So one of the theories is this is why the kind of disorder sort of, I guess, emerges or can emerge
or one of the neurobiological explanations.
there is a cognitive behavioral model of the disorder as well
which suggests that people, I mean, look,
if you're involved in a very traumatic incident
and you experience this, I suppose,
this freeze response or this dissociated response,
you may say to yourself,
look, I'm feeling this way because I've been through some trauma
and once I've settled down this deep personalisation,
derelization will go.
What the cognitive behavior model suggests, actually, is that for some people,
they become fixed on this symptom, and they insert a catastrophic, a narrative,
a catastrophic appraisal, so they may say to themselves,
I've been through this traumatic incident.
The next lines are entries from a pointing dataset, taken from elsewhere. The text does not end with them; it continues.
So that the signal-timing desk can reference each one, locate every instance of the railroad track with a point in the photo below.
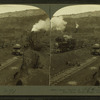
(66, 73)
(8, 62)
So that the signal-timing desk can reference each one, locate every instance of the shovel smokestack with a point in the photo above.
(41, 25)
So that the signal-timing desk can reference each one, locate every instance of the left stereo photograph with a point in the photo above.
(24, 45)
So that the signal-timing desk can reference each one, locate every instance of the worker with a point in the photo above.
(76, 28)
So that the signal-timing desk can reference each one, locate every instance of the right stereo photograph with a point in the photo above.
(75, 46)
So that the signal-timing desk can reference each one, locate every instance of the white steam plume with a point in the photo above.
(58, 23)
(42, 25)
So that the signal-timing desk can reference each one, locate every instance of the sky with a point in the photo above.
(77, 9)
(12, 8)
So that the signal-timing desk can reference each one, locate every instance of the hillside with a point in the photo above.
(24, 13)
(86, 14)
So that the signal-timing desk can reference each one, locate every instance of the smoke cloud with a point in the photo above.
(58, 23)
(42, 25)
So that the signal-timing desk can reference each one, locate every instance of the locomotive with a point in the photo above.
(17, 50)
(67, 43)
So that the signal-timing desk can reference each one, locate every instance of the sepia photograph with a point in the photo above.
(24, 45)
(75, 46)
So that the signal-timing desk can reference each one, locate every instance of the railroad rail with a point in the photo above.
(66, 73)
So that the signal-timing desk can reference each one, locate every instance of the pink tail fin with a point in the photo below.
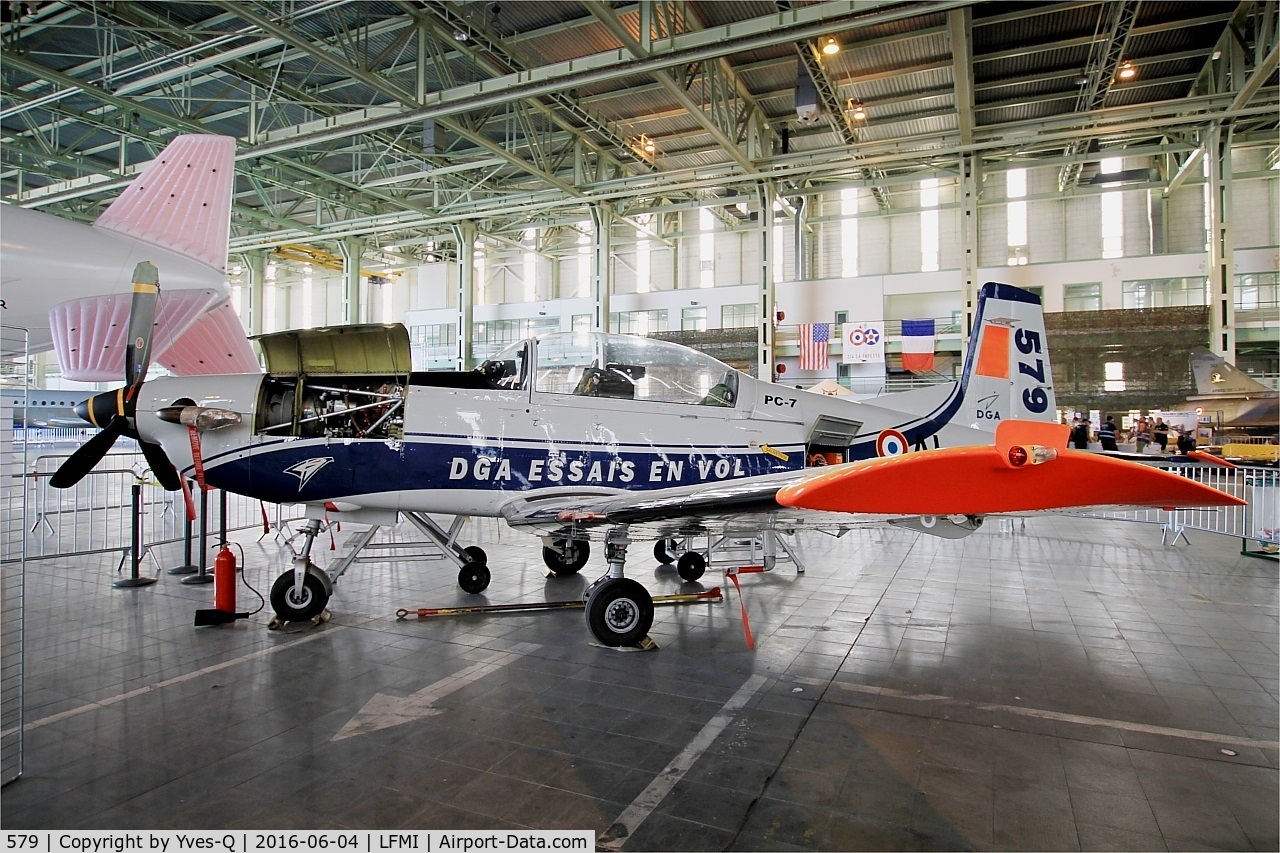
(182, 200)
(215, 343)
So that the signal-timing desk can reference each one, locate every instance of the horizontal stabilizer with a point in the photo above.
(978, 480)
(91, 333)
(182, 200)
(214, 343)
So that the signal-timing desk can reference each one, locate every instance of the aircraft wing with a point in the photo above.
(1023, 474)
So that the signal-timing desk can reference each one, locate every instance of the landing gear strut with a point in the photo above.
(618, 610)
(472, 562)
(302, 592)
(566, 556)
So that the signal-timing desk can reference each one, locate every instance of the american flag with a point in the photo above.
(814, 340)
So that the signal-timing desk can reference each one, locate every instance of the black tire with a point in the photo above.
(474, 578)
(301, 607)
(691, 565)
(567, 556)
(620, 612)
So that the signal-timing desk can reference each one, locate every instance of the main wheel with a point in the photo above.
(298, 606)
(691, 565)
(620, 611)
(567, 556)
(474, 578)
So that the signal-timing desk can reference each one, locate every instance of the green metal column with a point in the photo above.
(970, 181)
(466, 236)
(764, 195)
(1221, 258)
(352, 252)
(602, 272)
(256, 264)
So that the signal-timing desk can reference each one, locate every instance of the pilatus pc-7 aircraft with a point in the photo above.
(588, 437)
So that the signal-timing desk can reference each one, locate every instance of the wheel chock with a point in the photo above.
(315, 621)
(711, 596)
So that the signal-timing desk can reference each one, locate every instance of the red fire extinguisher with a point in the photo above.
(224, 580)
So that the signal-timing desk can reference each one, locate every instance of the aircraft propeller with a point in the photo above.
(115, 410)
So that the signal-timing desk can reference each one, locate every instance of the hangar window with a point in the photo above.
(1082, 297)
(849, 232)
(584, 258)
(530, 264)
(1257, 291)
(1112, 375)
(643, 264)
(693, 319)
(737, 316)
(639, 322)
(1015, 190)
(1166, 292)
(705, 247)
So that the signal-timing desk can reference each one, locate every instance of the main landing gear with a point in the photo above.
(689, 564)
(618, 610)
(472, 562)
(304, 592)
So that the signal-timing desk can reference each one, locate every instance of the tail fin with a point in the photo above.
(1006, 373)
(182, 201)
(1216, 375)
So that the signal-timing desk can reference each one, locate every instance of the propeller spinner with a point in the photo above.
(114, 411)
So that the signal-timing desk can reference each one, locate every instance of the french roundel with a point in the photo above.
(890, 442)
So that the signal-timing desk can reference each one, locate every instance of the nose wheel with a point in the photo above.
(620, 611)
(298, 605)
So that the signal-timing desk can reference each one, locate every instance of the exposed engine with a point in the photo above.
(337, 407)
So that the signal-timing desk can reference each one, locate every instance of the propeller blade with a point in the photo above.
(87, 455)
(142, 316)
(160, 465)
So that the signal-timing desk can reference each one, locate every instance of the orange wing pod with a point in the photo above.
(978, 480)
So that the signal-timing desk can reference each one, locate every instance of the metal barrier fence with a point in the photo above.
(1256, 521)
(94, 515)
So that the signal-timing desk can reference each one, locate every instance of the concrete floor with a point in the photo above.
(1066, 685)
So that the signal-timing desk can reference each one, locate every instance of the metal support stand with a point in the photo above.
(202, 574)
(187, 568)
(136, 550)
(442, 539)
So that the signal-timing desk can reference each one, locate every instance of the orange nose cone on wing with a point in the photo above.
(978, 480)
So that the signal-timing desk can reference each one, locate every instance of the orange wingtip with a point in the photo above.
(976, 480)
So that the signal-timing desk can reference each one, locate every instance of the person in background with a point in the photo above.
(1107, 433)
(1080, 433)
(1142, 434)
(1160, 432)
(1185, 441)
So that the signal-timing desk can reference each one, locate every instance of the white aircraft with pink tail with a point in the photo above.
(71, 284)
I'm feeling this very strange way, perhaps this is a sign that I'm going mad,
or perhaps this is a sign that the trauma has done something bad to my brain,
that I can never return from.
that then creates a cycle in which the individual experiences more anxiety because of the catastrophic appraisal.
That increased anxiety then creates more depersonalization and de-realization,
and then people go around and round and round on that loop.
So that's one of the explanations to the disorder,
that depersonalization, de-realization is a common experience to have
and will be particularly common after a traumatic incident.
what um for some people it's things to a catastrophic appraisal about what that means and that's
why they then develop the disorder i think that's i think your your emphasis on that and my emphasis on
that and repeating that this this idea that you'll have people have a dissociated a dissociated
experience a derealization experience it's the appraisal of that dissociation
which really changes the nature of it long term
because you could have a lot of fear
about that appraisal.
You could think,
and I think it's helpful to maybe move away
and broaden this to all sorts of physical symptoms we have.
Like if you have a back spasm
after you do some squats or deadlifting,
and you imagine this idea of like,
oh, I'm bone on bone,
or I'm like going to be harmed forever.
That attribution will change how much spasm
and the feeling of the spasms and the pain with the spasms,
how long the spasms are there.
I know this because after weightlifting for a number of years,
and now when I feel it, I'm just like, oh, it's a back spasm.
Yes.
And I just move on to back spasm and it goes away, right?
it's the same thing with heart palpitations.
Like let's say you had heart palpitations
and you're like attributing some incredibly high
meaning of like future pain and distress.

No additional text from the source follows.